While I recognize the truth in that, I'm not sure how that's relevant here. Unless you mean to say that you think admissions should be based on where a person is coming from, and not on their race? Not everyone living in a "hood" is of a single race.
Also, let's say an elite college makes a certain number of slots available to race X based on percentage of population (or whatever). How likely do you think it is that those slots will be filled by people of race X from a "hood" versus people of race X from suburbia? I guess what I'm saying is that, if the problem is escaping from the hood, then that problem should be addressed more directly (in the hood) and non-racially (because, again, not everyone in a hood is of a single race).
I don't have the answers, but I don't think artificially lowering the bar for entry to elite schools or excluding those people who have worked hard and most deserve to be admitted is the correct solution. I think, probably, that finding ways to raise the qualifications of underrepresented groups so that they can better compete is more likely to be a solution where everybody wins.
Otherwise, our nation's most important national security interest, education, becomes a race to mediocrity. This would not be a good thing.

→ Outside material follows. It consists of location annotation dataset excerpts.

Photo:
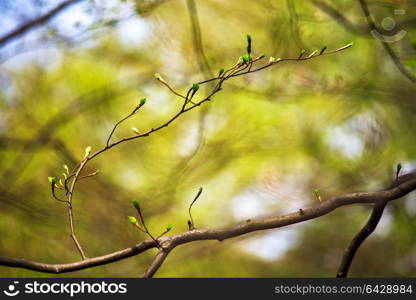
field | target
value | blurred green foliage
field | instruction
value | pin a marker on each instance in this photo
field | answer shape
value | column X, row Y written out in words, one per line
column 339, row 123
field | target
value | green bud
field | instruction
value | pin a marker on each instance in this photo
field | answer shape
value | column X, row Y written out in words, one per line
column 195, row 87
column 248, row 38
column 66, row 169
column 245, row 58
column 132, row 220
column 135, row 204
column 313, row 53
column 135, row 130
column 87, row 151
column 274, row 60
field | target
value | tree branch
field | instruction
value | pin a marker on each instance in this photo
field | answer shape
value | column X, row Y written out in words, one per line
column 359, row 238
column 404, row 185
column 35, row 22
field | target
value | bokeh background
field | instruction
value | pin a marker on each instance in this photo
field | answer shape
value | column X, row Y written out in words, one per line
column 338, row 123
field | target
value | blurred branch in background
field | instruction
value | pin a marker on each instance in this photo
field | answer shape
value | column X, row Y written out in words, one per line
column 24, row 28
column 362, row 30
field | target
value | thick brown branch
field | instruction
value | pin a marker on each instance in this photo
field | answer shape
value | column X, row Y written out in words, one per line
column 35, row 22
column 404, row 185
column 359, row 238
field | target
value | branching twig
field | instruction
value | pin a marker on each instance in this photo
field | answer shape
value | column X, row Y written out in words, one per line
column 404, row 185
column 191, row 223
column 239, row 69
column 359, row 238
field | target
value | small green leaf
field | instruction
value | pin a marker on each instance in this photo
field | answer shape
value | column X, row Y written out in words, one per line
column 248, row 38
column 87, row 151
column 245, row 58
column 135, row 203
column 345, row 47
column 274, row 60
column 132, row 220
column 313, row 54
column 302, row 53
column 195, row 87
column 135, row 130
column 66, row 169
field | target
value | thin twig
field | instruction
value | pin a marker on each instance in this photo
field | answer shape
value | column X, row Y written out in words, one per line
column 372, row 26
column 404, row 185
column 359, row 238
column 156, row 263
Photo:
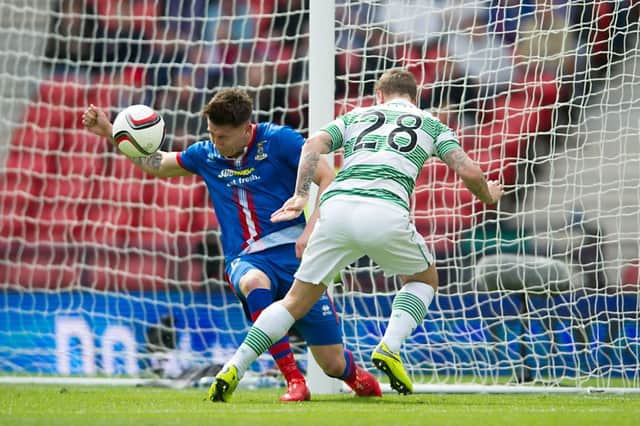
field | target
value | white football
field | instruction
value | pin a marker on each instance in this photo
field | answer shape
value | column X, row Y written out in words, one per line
column 138, row 131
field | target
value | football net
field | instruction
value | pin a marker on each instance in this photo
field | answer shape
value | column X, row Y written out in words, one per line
column 106, row 271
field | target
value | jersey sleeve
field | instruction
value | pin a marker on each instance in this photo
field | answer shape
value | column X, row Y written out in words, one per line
column 336, row 130
column 191, row 158
column 288, row 146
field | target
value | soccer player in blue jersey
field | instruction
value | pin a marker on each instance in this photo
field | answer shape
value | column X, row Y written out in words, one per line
column 250, row 171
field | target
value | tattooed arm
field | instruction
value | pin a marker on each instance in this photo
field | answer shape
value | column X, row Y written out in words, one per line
column 160, row 164
column 488, row 192
column 310, row 158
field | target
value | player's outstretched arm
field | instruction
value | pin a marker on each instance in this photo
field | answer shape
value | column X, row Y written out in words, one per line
column 310, row 157
column 323, row 178
column 160, row 164
column 489, row 192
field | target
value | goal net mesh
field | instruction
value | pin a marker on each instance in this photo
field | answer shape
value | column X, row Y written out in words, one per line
column 104, row 270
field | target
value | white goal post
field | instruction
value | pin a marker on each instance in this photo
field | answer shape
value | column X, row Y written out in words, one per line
column 107, row 275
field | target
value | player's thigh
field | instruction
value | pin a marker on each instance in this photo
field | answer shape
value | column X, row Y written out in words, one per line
column 247, row 273
column 320, row 326
column 329, row 249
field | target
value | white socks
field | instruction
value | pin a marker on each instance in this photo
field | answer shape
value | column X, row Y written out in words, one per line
column 272, row 324
column 408, row 311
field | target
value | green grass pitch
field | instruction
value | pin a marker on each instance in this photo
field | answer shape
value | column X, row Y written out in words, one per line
column 83, row 405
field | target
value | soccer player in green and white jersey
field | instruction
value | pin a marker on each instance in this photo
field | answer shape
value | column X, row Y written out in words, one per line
column 366, row 211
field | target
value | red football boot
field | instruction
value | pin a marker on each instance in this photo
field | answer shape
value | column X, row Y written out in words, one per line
column 365, row 383
column 297, row 391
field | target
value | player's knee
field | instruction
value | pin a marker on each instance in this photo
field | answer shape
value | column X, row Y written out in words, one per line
column 252, row 280
column 428, row 276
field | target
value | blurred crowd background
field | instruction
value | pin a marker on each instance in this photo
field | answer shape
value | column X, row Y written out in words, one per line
column 512, row 77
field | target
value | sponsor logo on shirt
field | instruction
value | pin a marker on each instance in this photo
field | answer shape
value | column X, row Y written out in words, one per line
column 260, row 154
column 231, row 172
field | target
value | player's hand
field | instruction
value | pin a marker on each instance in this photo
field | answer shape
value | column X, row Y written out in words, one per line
column 291, row 209
column 96, row 121
column 496, row 190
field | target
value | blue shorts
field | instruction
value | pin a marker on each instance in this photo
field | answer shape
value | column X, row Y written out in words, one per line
column 321, row 325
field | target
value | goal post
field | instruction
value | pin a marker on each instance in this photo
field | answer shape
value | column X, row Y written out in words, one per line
column 106, row 273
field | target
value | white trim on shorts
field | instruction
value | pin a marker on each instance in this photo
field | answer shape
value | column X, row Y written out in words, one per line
column 352, row 226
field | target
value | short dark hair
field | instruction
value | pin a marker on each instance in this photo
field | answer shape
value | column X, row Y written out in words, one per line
column 229, row 107
column 398, row 81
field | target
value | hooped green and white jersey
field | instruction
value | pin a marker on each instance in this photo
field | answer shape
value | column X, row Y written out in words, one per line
column 385, row 147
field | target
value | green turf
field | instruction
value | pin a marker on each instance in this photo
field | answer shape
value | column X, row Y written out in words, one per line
column 82, row 405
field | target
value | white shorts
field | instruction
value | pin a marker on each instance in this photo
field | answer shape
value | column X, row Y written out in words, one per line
column 350, row 227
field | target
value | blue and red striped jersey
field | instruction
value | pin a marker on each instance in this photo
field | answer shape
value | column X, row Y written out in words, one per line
column 245, row 191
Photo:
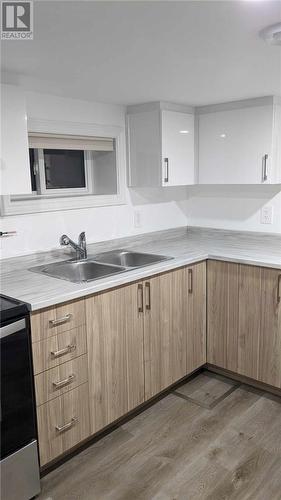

I do, however, think that our country would be well-served to ensure that any student that maintains a certain level of grades in HS can get a college education. Not necessarily at an elite school, and not at the cost of some other deserving student not being able to attend college. I just think it's in our national interest to find a way to have as well-educated a populace as possible. In fact I think it's a national security issue at least as important as defense funding.